Collaboration is one of the most essential human skills, not just in work but in life generally, and yet it’s poorly taught (if at all) and a lot of people are bad at it. Programmers are especially bad at it, for a whole variety of reasons, and this last week has been like a crash course in just how bad. Collaboration means exchanging ideas. Here’s how I have seen people fail to participate in such exchanges recently.
- Passive ignoring. No response at all.
- Active ignoring. Nod, smile, put it on a list to die. This is what a lot of people do when they’ve been told they need to work on their collaboration skills, and want to create an appearance of collaboration without actually working at it.
- Rejection. All variants of “no” and “what a terrible idea” and “my idea’s better” fall into this category.
- “It’s my idea now.” The obvious version is just presenting the idea unchanged, as one’s own. The sneakier alternative is to tweak it a little, or re-implement it, so it’s not obvious it’s the same, but still present derivative work without credit to the original.
- “It’s your problem now.” This is probably the most insidious of all. It presents an appearance of accession, but in fact no exchange of ideas has occurred. Just as importantly, the person doing this has presumed unilateral authority to decide whose problem it is, creating an unequal relationship.

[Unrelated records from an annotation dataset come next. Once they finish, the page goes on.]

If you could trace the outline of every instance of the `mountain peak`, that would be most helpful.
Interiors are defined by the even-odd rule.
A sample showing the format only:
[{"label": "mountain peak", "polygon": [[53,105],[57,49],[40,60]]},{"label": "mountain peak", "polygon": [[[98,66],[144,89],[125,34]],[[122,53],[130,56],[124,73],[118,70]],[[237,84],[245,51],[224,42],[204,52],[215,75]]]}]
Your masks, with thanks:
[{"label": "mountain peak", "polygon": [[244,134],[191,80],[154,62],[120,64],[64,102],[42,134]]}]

The key to real collaboration is not only to accept a single idea itself, but to facilitate further exchange. Here are some ways to make that work.
- Accept the context. Respect the priority that the other person gives to the idea along with the idea itself. , Assume some responsibility for facilitating it. Don’t force people to remind, re-submit or nag before you’ll really consider what they’re suggesting. Both active and passive ignoring are wrong because they violate this principle.
- Don’t attach strings. Don’t make people jump through unnecessary hoops, or demand that they assume responsibility for more than the subject of their idea, just to have their idea considered. Obviously, “your problem now” and its cousin “you touch it you own it” violate this rule. I’ve left more jobs because of this tendency, which leaves people shackled to responsibilities they never asked for, than for any other reason. I don’t think I’m the only one.
- Be a teacher, not a judge. Every opportunity for rejection is also an opportunity for teaching. If there’s something truly wrong with an idea, you should be able to explain the problem in such a way that everyone benefits. You owe it to your team or your community or even your friends and family to develop this skill.
- Give credit. It will come back to you. People rarely give freely to notorious thieves and hoarders.
Note that I’m not making any appeals to morality here. I’m not saying it’s right to make collaboration easier. I’m saying it’s practical. When you make collaboration with you easy and pleasant, people want to do it more. That frees you to work on the problems that most interest you, and share credit for a successful project instead of getting no credit at all for a failed or stagnant one. When people try to do you a favor, try to accept graciously.